Karawang - Menurut peta budaya, Kabupaten Karawang termasuk wilayah dengan menggunakan bahasa Sunda. Namun, jika dilihat dari data dan keadaan bahasa yang ada di masyarakat, Kabupaten Karawang kini telah mengalami perubahan. Penggunaan bahasa di wilayah ini tidak hanya menggunakan bahasa Sunda sebagai bahasa yang paling besar, tetapi terdapat juga penggunaan bahasa lain seperti bahasa Jawa, bahasa Betawi, dan bahasa Melayu.
Adapun penyebaran bahasa Jawa yaitu terdapat di wilayah utara dan timur Kabupaten Karawang. Pada tahun 1625, seribu orang dari Jawa yang berasal dari Wirasaba atau Mojokerto mulai memasuki Kabupaten Karawang. Kemudian ketika zaman Sultan Abi Mataram ada sekitar seratus orang memasuki sebuah desa Klari yang bernama Cimahi, salah satu kampung yang bernama Waringin Pitu atau Leuwih Goong. Itulah kampung pertama di Kabupaten Karawang yang menjadi tempat kedatangan orang Jawa.
Dari kampung Leuwi Goong sebagian orang Jawa pindah ke daerah Tanjungpura tepatnya di Desa Pasir Jengkol. Di wilayah tersebut mereka membuat kampung bernama Parangan Sapi. Kemudian semua orang Jawa yang berada di Leuwi Goong dan Pasir Jengkol pindah ke wilayah Adiarsa, mereka berkumpul dan membuat pemerintahan atau sindikat kabupaten yang bernama Kadipaten Adiarsa, mereka tinggal di wilayah tersebut selama beberapa generasi.
Kemudian sekitar tahun 1800 mereka pindah ke wilayah Dauwan Kecamatan Cikampek. Ketika semua orang Jawa pindah ke Dauwan, dari situlah orang Jawa menikah dengan orang Sunda dan mempunyai keturuan Jawa Sunda yang disebut kulturasi budaya. Selang beberapa waktu, orang Jawa Mojokerto di Dauwan mulai menghilang ketika era Jepang, perjuangan proklamasi, dan  orde lama baru muncul urbanisasi.
Penyebaran Bahasa Jawa di Kabupaten Karawang terdapat 2 fase yaitu fase awal pada tahun 1800 dan fase modern seperti yang terjadi saat ini.
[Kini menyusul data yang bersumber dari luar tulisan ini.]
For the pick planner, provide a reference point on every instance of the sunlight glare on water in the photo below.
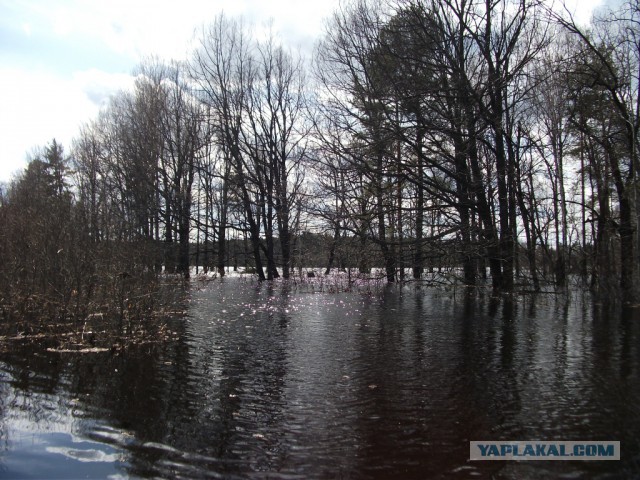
(271, 380)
Pada fase modern ini, orang Jawa kembali datang ke Kabupaten Karawang dalam rangka mencari nafkah, mereka mencari pekerjaan sebagai pegawai pabrik karena Kabupaten Karawang saat ini merupakan Pusat Industri. Mereka membentuk blok-blok pemukiman yang terdapat di Karawang. Orang Jawa tersebut berasal dari Kadipaten dan ada juga sebagian dari orang Jawa yang tinggal di wilayah Cilamaya.
Orang Jawa di wilayah Cilamaya berasal dari Cirebon dan Indramayu. Mereka telah menduduki Kabupaten Karawang sejak zaman Sunan Gunung Jati. Oleh karena itu, Kampung Jawa yang paling tua berada di wilayah Pasir Putih, Cilamaya. Namun, jumlahnya lebih sedikit dibanding orang Jawa yang berada di Dauwan. Mereka meninggalkan jejak dengan istilah makam tua cerita rakyat, salah satunya Kramat Parahu Bosok. Ini merupakan kramat yang disangkut-pautkan dengan jejak sejarah Walang Sungsang atau Pangeran Cakra Buana anak dari Prabu Siliwangi yang pernah bermukim di Cilamaya.
Adapun maqom Jaka Tingkir yang berada di desa Balongsari tidak ada kaitannya dengan masyarakat Jawa tersebut, karena sebenarnya maqom Jaka Tingkir itu merupakan produk cerita rakyat yang berarti kebenarannya dipertanyakan. Pada mulanya, Jaka Tingkir datang ke Kabupaten Karawang untuk mempelajari ilmu pertanian karena pada zaman Taruma Negara Kabupaten Karawang menjadi sebuah pusat lumbung padi. Hal tersebut dibuktikan dengan ditemukannya sekam pada batu-batu yang terdapat di wilayah Candi Batu Jaya. Sehingga ketika Jaka Tingkir mengalami kekeringan di daerah Jawa, Ia melakukan tiraqaf dan diberi petunjuk untuk berjalan ke wilayah barat yang disebut muara, dan wilayah tersebut berada di Rawagede yang tidak jauh dari maqom Jaka Tingkir.